Ways to Conquer Indecision
Posted by: KC Orcutt
Published on: July 4th, 2012 at 12:00 PM
Indecision is something that affects us every single day. Some in more extreme cases than others. In one situation, it might just be browsing a menu at a restaurant and having no idea whatsoever what you’re in the mood for. In others, it might be as monumental of a decision to work for one company, or another.
Either way, we all handle indecision in different ways and sometimes in more productive (or quicker) ways than others. I personally am not good at making up my mind, and sometimes will choose by not choosing, which is probably the worst choice I could make.
I came across this interesting feature which helped break down some ways to conquer indecision. (I think… I’m still deciding).

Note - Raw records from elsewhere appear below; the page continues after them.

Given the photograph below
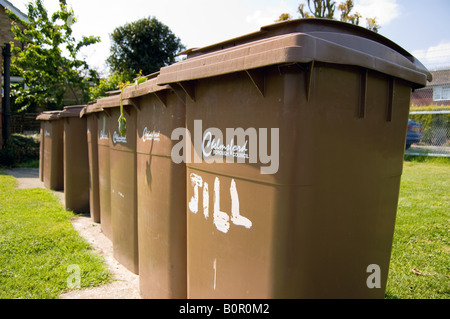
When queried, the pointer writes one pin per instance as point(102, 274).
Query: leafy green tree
point(146, 45)
point(327, 8)
point(47, 60)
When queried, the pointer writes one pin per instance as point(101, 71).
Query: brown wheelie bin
point(92, 141)
point(76, 160)
point(52, 153)
point(297, 135)
point(122, 170)
point(104, 179)
point(161, 190)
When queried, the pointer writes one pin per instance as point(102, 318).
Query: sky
point(420, 27)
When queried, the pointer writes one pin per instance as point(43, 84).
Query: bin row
point(265, 166)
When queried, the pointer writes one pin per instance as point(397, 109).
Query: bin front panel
point(54, 155)
point(161, 199)
point(123, 190)
point(104, 179)
point(76, 165)
point(312, 228)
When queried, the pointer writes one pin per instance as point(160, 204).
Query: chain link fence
point(429, 125)
point(433, 132)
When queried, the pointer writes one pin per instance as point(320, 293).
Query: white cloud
point(435, 57)
point(383, 10)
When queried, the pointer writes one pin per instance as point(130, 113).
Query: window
point(441, 93)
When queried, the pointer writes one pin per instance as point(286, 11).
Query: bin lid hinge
point(258, 78)
point(309, 74)
point(189, 88)
point(133, 101)
point(107, 112)
point(162, 97)
point(179, 92)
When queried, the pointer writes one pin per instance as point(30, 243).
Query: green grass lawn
point(420, 260)
point(41, 255)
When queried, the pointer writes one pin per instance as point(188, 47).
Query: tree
point(326, 9)
point(146, 45)
point(47, 61)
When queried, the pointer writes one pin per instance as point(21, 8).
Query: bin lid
point(48, 116)
point(147, 87)
point(299, 41)
point(71, 111)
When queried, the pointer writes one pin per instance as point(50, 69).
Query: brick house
point(6, 36)
point(437, 92)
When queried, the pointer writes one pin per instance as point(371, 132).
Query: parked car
point(414, 133)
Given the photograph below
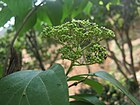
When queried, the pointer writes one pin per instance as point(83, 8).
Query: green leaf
point(5, 15)
point(35, 87)
point(111, 79)
point(91, 82)
point(28, 25)
point(87, 98)
point(79, 103)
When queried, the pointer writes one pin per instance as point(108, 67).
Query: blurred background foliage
point(26, 18)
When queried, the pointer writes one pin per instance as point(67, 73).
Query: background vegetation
point(30, 16)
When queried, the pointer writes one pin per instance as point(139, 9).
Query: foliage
point(29, 16)
point(35, 87)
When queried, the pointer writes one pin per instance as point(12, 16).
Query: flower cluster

The more intelligent you are or talented you are, the more likely your indecision stems from anxiety. This is important to think about, because anxiety takes more of an emotional toll than a practical one. If you are up in the air too much and getting stressed out about it, anxiety might alter your decisions and might even lead to regret. Remind yourself to choose when at a more relaxed mental state.

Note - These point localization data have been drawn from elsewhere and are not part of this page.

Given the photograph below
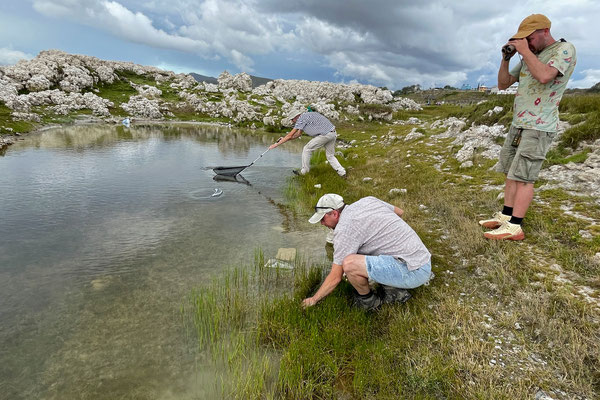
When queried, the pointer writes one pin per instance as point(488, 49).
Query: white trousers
point(328, 142)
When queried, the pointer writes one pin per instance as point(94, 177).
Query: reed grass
point(497, 322)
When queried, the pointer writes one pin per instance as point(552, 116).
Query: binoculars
point(507, 51)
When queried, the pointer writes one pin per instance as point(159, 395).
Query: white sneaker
point(506, 231)
point(497, 219)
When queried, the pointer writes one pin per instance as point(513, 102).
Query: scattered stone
point(396, 191)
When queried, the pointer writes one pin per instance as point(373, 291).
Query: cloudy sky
point(392, 43)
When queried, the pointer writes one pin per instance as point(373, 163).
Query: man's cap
point(295, 111)
point(531, 24)
point(327, 203)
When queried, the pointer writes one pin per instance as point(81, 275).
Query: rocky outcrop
point(61, 83)
point(140, 106)
point(241, 82)
point(579, 178)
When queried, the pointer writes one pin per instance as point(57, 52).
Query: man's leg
point(522, 198)
point(312, 145)
point(330, 153)
point(355, 268)
point(505, 160)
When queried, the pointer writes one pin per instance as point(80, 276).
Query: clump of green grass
point(479, 114)
point(374, 108)
point(492, 307)
point(580, 104)
point(16, 126)
point(560, 155)
point(589, 130)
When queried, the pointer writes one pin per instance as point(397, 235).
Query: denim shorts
point(390, 271)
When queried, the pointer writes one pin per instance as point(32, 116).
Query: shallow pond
point(105, 230)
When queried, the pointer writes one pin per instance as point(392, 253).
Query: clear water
point(105, 230)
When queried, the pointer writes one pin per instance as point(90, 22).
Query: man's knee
point(353, 264)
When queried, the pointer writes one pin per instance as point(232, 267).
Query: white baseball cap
point(294, 112)
point(328, 202)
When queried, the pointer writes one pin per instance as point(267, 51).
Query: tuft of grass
point(589, 130)
point(8, 122)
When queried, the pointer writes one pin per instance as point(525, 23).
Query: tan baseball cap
point(531, 24)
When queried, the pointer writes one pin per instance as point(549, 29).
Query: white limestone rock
point(241, 82)
point(75, 79)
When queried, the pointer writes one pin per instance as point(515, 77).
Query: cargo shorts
point(523, 162)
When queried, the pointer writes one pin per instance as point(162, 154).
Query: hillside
point(56, 87)
point(500, 320)
point(256, 80)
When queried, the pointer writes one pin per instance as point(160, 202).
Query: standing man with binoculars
point(543, 72)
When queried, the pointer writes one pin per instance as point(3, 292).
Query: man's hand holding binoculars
point(513, 46)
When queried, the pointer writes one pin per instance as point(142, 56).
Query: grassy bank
point(501, 320)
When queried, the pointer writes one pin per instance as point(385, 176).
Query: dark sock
point(515, 220)
point(507, 210)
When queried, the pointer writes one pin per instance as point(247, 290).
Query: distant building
point(510, 90)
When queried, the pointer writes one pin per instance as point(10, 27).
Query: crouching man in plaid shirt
point(371, 242)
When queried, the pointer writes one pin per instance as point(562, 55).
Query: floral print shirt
point(536, 104)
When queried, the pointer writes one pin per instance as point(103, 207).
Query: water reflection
point(229, 140)
point(104, 232)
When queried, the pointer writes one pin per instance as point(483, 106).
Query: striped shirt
point(370, 227)
point(314, 124)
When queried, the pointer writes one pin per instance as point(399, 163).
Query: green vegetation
point(7, 121)
point(589, 130)
point(500, 320)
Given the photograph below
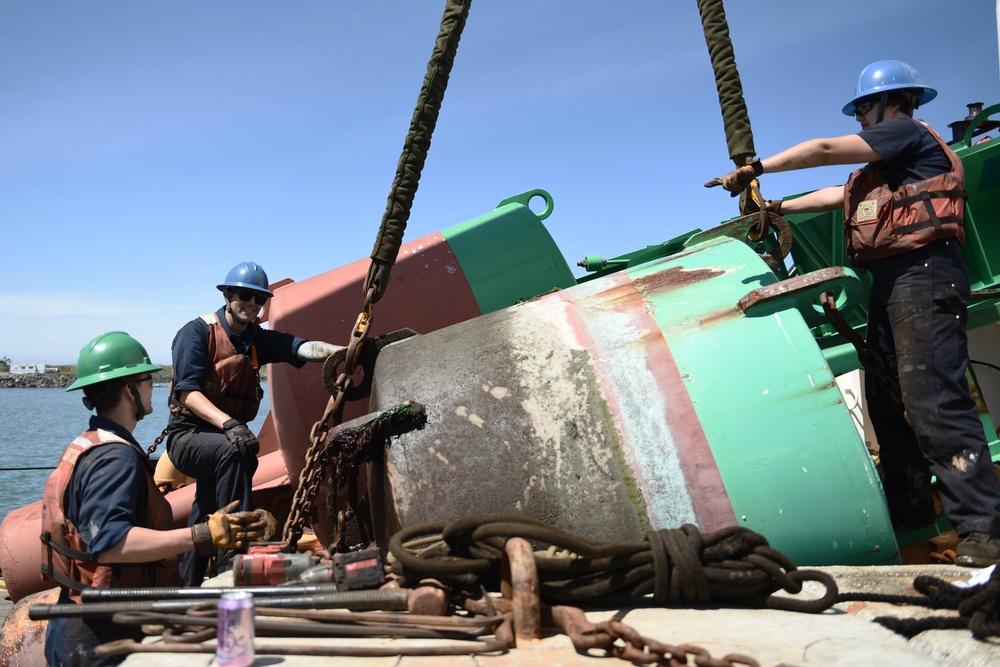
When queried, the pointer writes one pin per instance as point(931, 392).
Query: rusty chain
point(317, 456)
point(871, 360)
point(156, 443)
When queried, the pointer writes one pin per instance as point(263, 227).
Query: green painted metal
point(776, 423)
point(500, 279)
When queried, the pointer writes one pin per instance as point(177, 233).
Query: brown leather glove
point(739, 179)
point(224, 530)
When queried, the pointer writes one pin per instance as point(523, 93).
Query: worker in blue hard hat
point(215, 391)
point(104, 521)
point(905, 212)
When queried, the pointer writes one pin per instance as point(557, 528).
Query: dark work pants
point(916, 321)
point(223, 475)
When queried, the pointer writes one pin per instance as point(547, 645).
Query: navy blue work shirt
point(189, 353)
point(105, 498)
point(909, 152)
point(106, 495)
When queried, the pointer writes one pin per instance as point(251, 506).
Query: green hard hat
point(110, 356)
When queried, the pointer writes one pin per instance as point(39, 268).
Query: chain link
point(642, 650)
point(317, 456)
point(871, 360)
point(156, 443)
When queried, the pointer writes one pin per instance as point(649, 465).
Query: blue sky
point(146, 147)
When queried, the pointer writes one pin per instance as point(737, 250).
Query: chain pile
point(733, 564)
point(978, 607)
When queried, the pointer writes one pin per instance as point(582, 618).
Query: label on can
point(235, 630)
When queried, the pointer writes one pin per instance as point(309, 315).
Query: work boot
point(978, 550)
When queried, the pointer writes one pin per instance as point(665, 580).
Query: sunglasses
point(247, 295)
point(864, 106)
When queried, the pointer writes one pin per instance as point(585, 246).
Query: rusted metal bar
point(520, 585)
point(383, 600)
point(129, 646)
point(135, 594)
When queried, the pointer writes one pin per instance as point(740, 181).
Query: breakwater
point(51, 380)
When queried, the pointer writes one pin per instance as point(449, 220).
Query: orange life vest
point(880, 222)
point(64, 555)
point(233, 383)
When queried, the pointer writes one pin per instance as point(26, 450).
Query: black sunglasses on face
point(864, 106)
point(247, 295)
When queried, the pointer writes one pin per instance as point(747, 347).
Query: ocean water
point(37, 424)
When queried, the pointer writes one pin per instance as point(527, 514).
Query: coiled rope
point(734, 564)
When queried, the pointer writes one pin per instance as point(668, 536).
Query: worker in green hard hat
point(215, 391)
point(905, 213)
point(104, 521)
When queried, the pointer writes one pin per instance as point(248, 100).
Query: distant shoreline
point(52, 380)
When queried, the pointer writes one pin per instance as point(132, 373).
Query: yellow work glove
point(226, 530)
point(739, 179)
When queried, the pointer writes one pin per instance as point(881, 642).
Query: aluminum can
point(235, 631)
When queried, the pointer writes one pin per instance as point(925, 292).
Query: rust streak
point(676, 276)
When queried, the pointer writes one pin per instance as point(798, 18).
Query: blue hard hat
point(885, 75)
point(249, 275)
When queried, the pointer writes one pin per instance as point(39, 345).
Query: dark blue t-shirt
point(909, 152)
point(191, 364)
point(106, 497)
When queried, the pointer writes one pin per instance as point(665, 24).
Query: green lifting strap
point(739, 137)
point(418, 139)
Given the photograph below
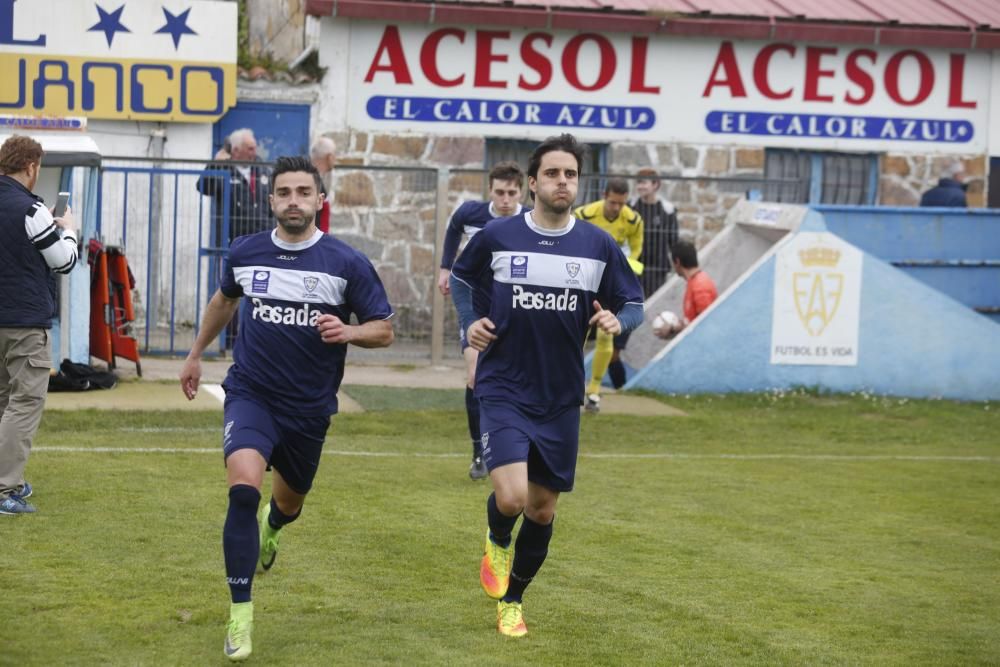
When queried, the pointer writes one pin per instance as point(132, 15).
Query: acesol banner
point(817, 301)
point(521, 83)
point(128, 59)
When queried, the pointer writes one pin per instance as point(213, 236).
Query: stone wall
point(904, 178)
point(385, 204)
point(702, 204)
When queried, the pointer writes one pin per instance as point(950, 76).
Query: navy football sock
point(277, 519)
point(530, 549)
point(240, 540)
point(617, 372)
point(472, 412)
point(501, 525)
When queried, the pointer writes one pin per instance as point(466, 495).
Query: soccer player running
point(302, 288)
point(614, 216)
point(549, 278)
point(506, 181)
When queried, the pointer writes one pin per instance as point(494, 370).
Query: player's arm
point(367, 299)
point(478, 331)
point(370, 334)
point(219, 311)
point(452, 239)
point(635, 240)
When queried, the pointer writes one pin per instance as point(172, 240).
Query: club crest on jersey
point(260, 280)
point(519, 266)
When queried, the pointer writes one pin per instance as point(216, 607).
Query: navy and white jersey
point(468, 219)
point(279, 355)
point(541, 285)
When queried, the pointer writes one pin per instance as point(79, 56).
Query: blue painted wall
point(913, 341)
point(955, 251)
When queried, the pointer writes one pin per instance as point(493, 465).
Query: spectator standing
point(700, 292)
point(33, 245)
point(949, 191)
point(250, 185)
point(323, 155)
point(659, 218)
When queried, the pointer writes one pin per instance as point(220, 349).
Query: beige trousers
point(24, 382)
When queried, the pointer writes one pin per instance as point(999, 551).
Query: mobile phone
point(61, 202)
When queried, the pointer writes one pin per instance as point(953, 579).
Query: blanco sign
point(520, 83)
point(817, 301)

Mistrusting your instinct can also be dangerous. Making a gut decision can often be the best one. If you think about you it, if you don’t make the right decision, you can at least go about making the decision the right way. Think about your options and consequences, and if you have a gut feeling, listen to it.
Beware the paradox of choice. This I found interesting because I was never good at multiple-choice tests. I could argue and fathom who multiple answer choices could be the correct one. Shopping for too much advice or reason is a bad thing. Less is more.

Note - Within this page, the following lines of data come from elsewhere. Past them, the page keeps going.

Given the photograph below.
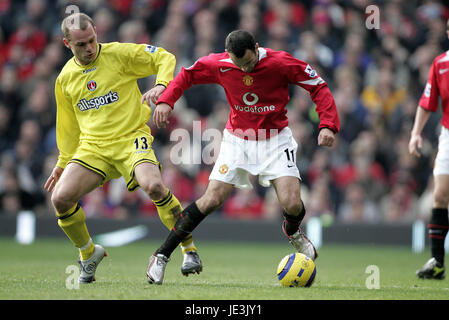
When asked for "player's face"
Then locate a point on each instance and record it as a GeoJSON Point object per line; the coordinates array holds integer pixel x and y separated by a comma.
{"type": "Point", "coordinates": [248, 62]}
{"type": "Point", "coordinates": [83, 44]}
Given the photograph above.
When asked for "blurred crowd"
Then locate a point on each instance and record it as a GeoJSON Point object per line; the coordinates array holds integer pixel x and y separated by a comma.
{"type": "Point", "coordinates": [375, 74]}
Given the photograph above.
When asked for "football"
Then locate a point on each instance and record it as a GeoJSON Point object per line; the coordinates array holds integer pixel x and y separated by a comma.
{"type": "Point", "coordinates": [296, 270]}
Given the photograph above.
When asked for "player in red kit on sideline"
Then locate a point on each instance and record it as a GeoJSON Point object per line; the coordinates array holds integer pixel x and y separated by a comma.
{"type": "Point", "coordinates": [256, 140]}
{"type": "Point", "coordinates": [437, 86]}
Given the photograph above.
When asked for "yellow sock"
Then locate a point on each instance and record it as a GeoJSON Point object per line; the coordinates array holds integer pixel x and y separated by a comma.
{"type": "Point", "coordinates": [169, 209]}
{"type": "Point", "coordinates": [87, 251]}
{"type": "Point", "coordinates": [73, 223]}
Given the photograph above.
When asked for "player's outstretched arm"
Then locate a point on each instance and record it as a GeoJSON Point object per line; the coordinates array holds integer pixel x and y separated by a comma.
{"type": "Point", "coordinates": [326, 137]}
{"type": "Point", "coordinates": [415, 143]}
{"type": "Point", "coordinates": [53, 179]}
{"type": "Point", "coordinates": [161, 115]}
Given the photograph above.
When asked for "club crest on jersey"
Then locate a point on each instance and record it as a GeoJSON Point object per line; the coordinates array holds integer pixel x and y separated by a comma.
{"type": "Point", "coordinates": [91, 85]}
{"type": "Point", "coordinates": [151, 49]}
{"type": "Point", "coordinates": [223, 169]}
{"type": "Point", "coordinates": [248, 80]}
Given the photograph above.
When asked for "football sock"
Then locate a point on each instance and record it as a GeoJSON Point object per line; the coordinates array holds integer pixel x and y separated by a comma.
{"type": "Point", "coordinates": [73, 223]}
{"type": "Point", "coordinates": [169, 209]}
{"type": "Point", "coordinates": [189, 219]}
{"type": "Point", "coordinates": [438, 228]}
{"type": "Point", "coordinates": [292, 222]}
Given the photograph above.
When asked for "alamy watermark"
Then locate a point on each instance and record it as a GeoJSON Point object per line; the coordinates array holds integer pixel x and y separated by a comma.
{"type": "Point", "coordinates": [71, 282]}
{"type": "Point", "coordinates": [373, 280]}
{"type": "Point", "coordinates": [372, 21]}
{"type": "Point", "coordinates": [202, 147]}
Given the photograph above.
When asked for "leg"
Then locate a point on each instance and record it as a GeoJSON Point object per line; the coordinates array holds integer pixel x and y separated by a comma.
{"type": "Point", "coordinates": [168, 206]}
{"type": "Point", "coordinates": [289, 195]}
{"type": "Point", "coordinates": [75, 182]}
{"type": "Point", "coordinates": [288, 191]}
{"type": "Point", "coordinates": [438, 226]}
{"type": "Point", "coordinates": [216, 193]}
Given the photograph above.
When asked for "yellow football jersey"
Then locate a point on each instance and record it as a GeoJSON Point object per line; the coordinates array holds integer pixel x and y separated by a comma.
{"type": "Point", "coordinates": [101, 100]}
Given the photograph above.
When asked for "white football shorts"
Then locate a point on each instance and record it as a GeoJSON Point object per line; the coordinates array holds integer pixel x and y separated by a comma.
{"type": "Point", "coordinates": [269, 159]}
{"type": "Point", "coordinates": [442, 159]}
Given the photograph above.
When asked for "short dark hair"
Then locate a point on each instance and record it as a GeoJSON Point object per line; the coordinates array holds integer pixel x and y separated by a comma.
{"type": "Point", "coordinates": [238, 41]}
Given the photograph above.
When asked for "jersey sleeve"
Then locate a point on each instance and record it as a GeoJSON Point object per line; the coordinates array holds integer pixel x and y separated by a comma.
{"type": "Point", "coordinates": [302, 74]}
{"type": "Point", "coordinates": [429, 98]}
{"type": "Point", "coordinates": [67, 128]}
{"type": "Point", "coordinates": [203, 71]}
{"type": "Point", "coordinates": [143, 60]}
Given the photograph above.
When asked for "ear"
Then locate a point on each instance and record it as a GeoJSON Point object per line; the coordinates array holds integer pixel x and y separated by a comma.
{"type": "Point", "coordinates": [66, 42]}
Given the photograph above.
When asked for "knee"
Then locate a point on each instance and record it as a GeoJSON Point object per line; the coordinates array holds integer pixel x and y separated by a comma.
{"type": "Point", "coordinates": [208, 203]}
{"type": "Point", "coordinates": [441, 198]}
{"type": "Point", "coordinates": [155, 189]}
{"type": "Point", "coordinates": [293, 205]}
{"type": "Point", "coordinates": [62, 201]}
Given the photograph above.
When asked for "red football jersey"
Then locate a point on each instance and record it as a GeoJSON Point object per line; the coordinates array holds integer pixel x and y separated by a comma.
{"type": "Point", "coordinates": [438, 86]}
{"type": "Point", "coordinates": [257, 99]}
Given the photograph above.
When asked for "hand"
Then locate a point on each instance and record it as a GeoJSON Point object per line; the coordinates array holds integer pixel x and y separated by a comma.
{"type": "Point", "coordinates": [54, 177]}
{"type": "Point", "coordinates": [153, 94]}
{"type": "Point", "coordinates": [415, 144]}
{"type": "Point", "coordinates": [326, 137]}
{"type": "Point", "coordinates": [161, 115]}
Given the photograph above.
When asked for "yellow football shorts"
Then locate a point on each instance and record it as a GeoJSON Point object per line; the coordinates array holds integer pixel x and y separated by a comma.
{"type": "Point", "coordinates": [115, 158]}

Prioritize your decisions in relation to your demands and fears. Don’t let the potential outcomes become blurry from fear. This will help you make rational choices.
Accept that you might simply not know. Analyzing potential outcomes too often can be negative. Act, examine and then make adjustments and move on. Don’t dwell on a bad decision.
And worst case, you can always flip a coin.
Do you think you ‘suffer’ from indecision? How do you go about making the right choice? Are you one to make pro/con lists or one to forget about it by flipping a coin? Are you the last to order at a restaurant?